之前的文章中说scheduledTaskQueue里的定时任务按照延迟时间从小到大排列,首先来了解下这里时间的变化,如例子中任务会在60s后执行
return schedule(new ScheduledFutureTask<Void>(this, command,
null, ScheduledFutureTask.deadlineNanos(unit.toNanos(delay))));
可以看到60s会先变换成纳秒之后被ScheduledFutureTask.deadlineNanos处理,
static long deadlineNanos(long delay) {
return nanoTime() + delay;
}
返回该任务的定时终止时间,该值会被赋给ScheduledFutureTask的deadlineNanos字段
来看看ScheduledFutureTask的比较策略
public int compareTo(Delayed o) {
if (this == o) {
return 0;
}
ScheduledFutureTask<?> that = (ScheduledFutureTask<?>) o;
long d = deadlineNanos() - that.deadlineNanos();
if (d < 0) {
return -1;
} else if (d > 0) {
return 1;
} else if (id < that.id) {
return -1;
} else if (id == that.id) {
throw new Error();
} else {
return 1;
}
}
终止时间在前的优先级高,在终止时间相同时按照id来排列,而id是按照加入队列的顺序递增的,即先加入的优先级高。
Netty中定时任务分为三类:
/* 0 - no repeat, >0 - repeat at fixed rate,
<0 - repeat with fixed delay */
private final long periodNanos;
periodNanos不同值代表不同类型,0代表只执行一次的定时任务;>0代表以固定频率执行的任务,无关任务的执行时间;<0代表以固定频率执行的任务,不过是在每次任务执行完后开始计时。
ScheduledFutureTask构造器分为两类
ScheduledFutureTask(
AbstractScheduledEventExecutor executor,
Callable<V> callable, long nanoTime, long period) {
super(executor, callable);
if (period == 0) {
throw new IllegalArgumentException("period: 0 (expected: != 0)");
}
deadlineNanos = nanoTime;
periodNanos = period;
}
ScheduledFutureTask(
AbstractScheduledEventExecutor executor,
Callable<V> callable, long nanoTime) {
super(executor, callable);
deadlineNanos = nanoTime;
periodNanos = 0;
}
你传入的period参数值代表执行间隔。
来看看ScheduledFutureTask对它们的不同处理
public void run() {
assert executor().inEventLoop();
try {
if (periodNanos == 0) {
if (setUncancellableInternal()) {
V result = task.call();
setSuccessInternal(result);
}
} else {
// check if is done as it may was cancelled
if (!isCancelled()) {
task.call();
if (!executor().isShutdown()) {
long p = periodNanos;
if (p > 0) {
deadlineNanos += p;
} else {
deadlineNanos = nanoTime() - p;
}
if (!isCancelled()) {
// scheduledTaskQueue can never be null as we lazy init it before submit the task!

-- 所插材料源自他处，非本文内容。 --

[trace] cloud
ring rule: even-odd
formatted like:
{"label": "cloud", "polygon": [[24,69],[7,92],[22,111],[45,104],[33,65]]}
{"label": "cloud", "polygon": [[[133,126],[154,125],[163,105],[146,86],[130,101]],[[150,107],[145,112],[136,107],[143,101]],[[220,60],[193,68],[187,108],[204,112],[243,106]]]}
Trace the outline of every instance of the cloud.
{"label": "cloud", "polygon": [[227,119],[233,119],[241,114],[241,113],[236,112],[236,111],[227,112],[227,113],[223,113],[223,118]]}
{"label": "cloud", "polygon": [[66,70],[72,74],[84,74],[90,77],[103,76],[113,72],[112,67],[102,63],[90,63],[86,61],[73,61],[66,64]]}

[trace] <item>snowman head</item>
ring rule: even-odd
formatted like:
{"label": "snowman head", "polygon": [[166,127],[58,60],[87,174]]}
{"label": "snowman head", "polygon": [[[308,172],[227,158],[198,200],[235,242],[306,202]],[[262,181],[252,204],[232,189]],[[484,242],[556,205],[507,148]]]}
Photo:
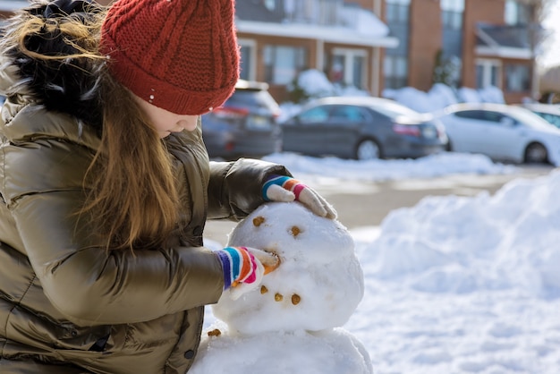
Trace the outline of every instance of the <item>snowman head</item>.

Queue<ScheduledFutureTask<?>> scheduledTaskQueue =
((AbstractScheduledEventExecutor) executor()).scheduledTaskQueue;
assert scheduledTaskQueue != null;
scheduledTaskQueue.add(this);
}
}
}
}
} catch (Throwable cause) {
setFailureInternal(cause);
}
}
periodNanos == 0,执行任务然后退出;
periodNanos > 0代表每periodNanos时间执行一次,不考虑任务的耗时,所以下次任务的执行时间为deadlineNanos += p;
periodNanos < 0代表每periodNanos时间执行一次,每次以当此任务结束时间为开始计时,所以下次任务的执行时间为deadlineNanos = nanoTime() - p;
计算完下次任务的开始执行时间后,就将其重新加入队列,scheduledTaskQueue.add(this);
进入正题runAllTasks(long timeoutNanos)
由于final int ioRatio = this.ioRatio;默认为50,NioEventLoop的run方法进入如下代码
final long ioStartTime = System.nanoTime();
......
try {
processSelectedKeys();
} finally {
// Ensure we always run tasks.
final long ioTime = System.nanoTime() - ioStartTime;
runAllTasks(ioTime * (100 - ioRatio) / ioRatio);
}
在IO事件处理前记录开始时间ioStartTime,之后processSelectedKeys()处理IO事件,如上面分析的,最后计算出本次处理所耗时间ioTime,调用runAllTasks(ioTime * (100 - ioRatio) / ioRatio);
runAllTasks(long timeoutNanos)
该方法会取出所有taskQueue中的任务,执行其run,但执行总时长不能超过timeoutNanos,
protected boolean runAllTasks(long timeoutNanos) {
fetchFromScheduledTaskQueue();
Runnable task = pollTask();
if (task == null) {
afterRunningAllTasks();
return false;
}
final long deadline = ScheduledFutureTask.nanoTime() + timeoutNanos;
long runTasks = 0;
long lastExecutionTime;
for (;;) {
safeExecute(task);
runTasks ++;
// Check timeout every 64 tasks because nanoTime() is relatively expensive.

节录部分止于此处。